What the College Admissions Scandal Reveals About Privilege Inequality For Disabled Students

Three students at computer workstations, seen from behind
Photo © US Department of Education  | Creative Commons / Flickr
[image: Three students at computer workstations, seen from behind.]

Shannon Rosa
Senior Editor

Wealthy people using their privilege to bypass regular people problems like paying taxes is nothing new. But using that clout to exploit disability accommodations—to give their college-aspiring children truly unfair and also illegal advantages—is infuriating on multiple levels.

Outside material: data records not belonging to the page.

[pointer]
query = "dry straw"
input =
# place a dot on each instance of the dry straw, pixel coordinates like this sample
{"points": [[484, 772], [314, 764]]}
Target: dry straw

As disability policy professional Rebecca Cokley noted at Teen Vogue:
"This behavior is harmful because when celebrities and others with privilege use a marginalized community’s civil rights as a 'VIP pass,' it frames reasonable accommodations as something 'special' that you should be able to buy, versus actual civil rights that give people with disabilities an equal seat at the table."
Adrienne Wichard-Edds reported on the scandal for the Washington Post, from the perspectives of several irate parents of students with disabilities:
"For children who really do struggle with learning and other disabilities, taking those high-pressure tests is challenging. Those accommodations, which can include extra time to complete the exam, are there to create fairness for students who encounter daily challenges in their education. Parents work overtime fighting to secure these accommodations, to try to level the playing field a bit. So finding out that people are abusing that system is a bitter pill for them to swallow."
…and I was one of the parents Wichard-Edds talked to:
“The thing that makes me the angriest about this is that my kids are already very hesitant to ask for accommodations because they don’t appear disabled,” says Shannon Rosa, senior editor of the website Thinking Person’s Guide to Autism and mom to three children ages 14, 18 and 20 — all of whom have disabilities. “There’s a stigma around receiving accommodations. Some people treat 504s and IEPs like they’re optional, but they’re the law. When you see wealthy parents gaming the system for things that people already have trouble accessing, it makes it even harder for those people who legitimately deserve and need them.”
I was grateful to be included, but the Washington Post article didn't include all of the points I discussed on the record, and wanted to emphasize. So I'm discussing them here:

One of the reasons my college-student eldest is hesitant to ask for accommodations isn’t just disability stigma, or anxiety about not being believed. It’s because she’s an intensely ethical person who knows that there are other students who need accommodations, but don’t get them because they're undiagnosed. And the reason they are undiagnosed often has to do with the privilege gap underlying this entire mess.

My family lives in a town that is adjacent to two of the wealthiest towns in the country, but our city has a high proportion of low socioeconomic status families and English learners. If parents can't afford to take time off of work to attend IEP or 504 meetings, and/or don't speak English as a first language or at all, that makes accessing disability diagnoses and supports difficult. In addition, parents who can't hire professionals to help them navigate the often impenetrable disability supports and disability education systems aren't even aware of the rights their kids are legally entitled to.

So it’s not only that kids with disabilities get penalized for seeking accommodations they need and deserve—and that those wealthy parents exploited for their own, non-disabled kids’ advantages. It’s that many families don’t even have the ability to get their kids legal access to IEPs/504s. And that's just wrong, in all the ways.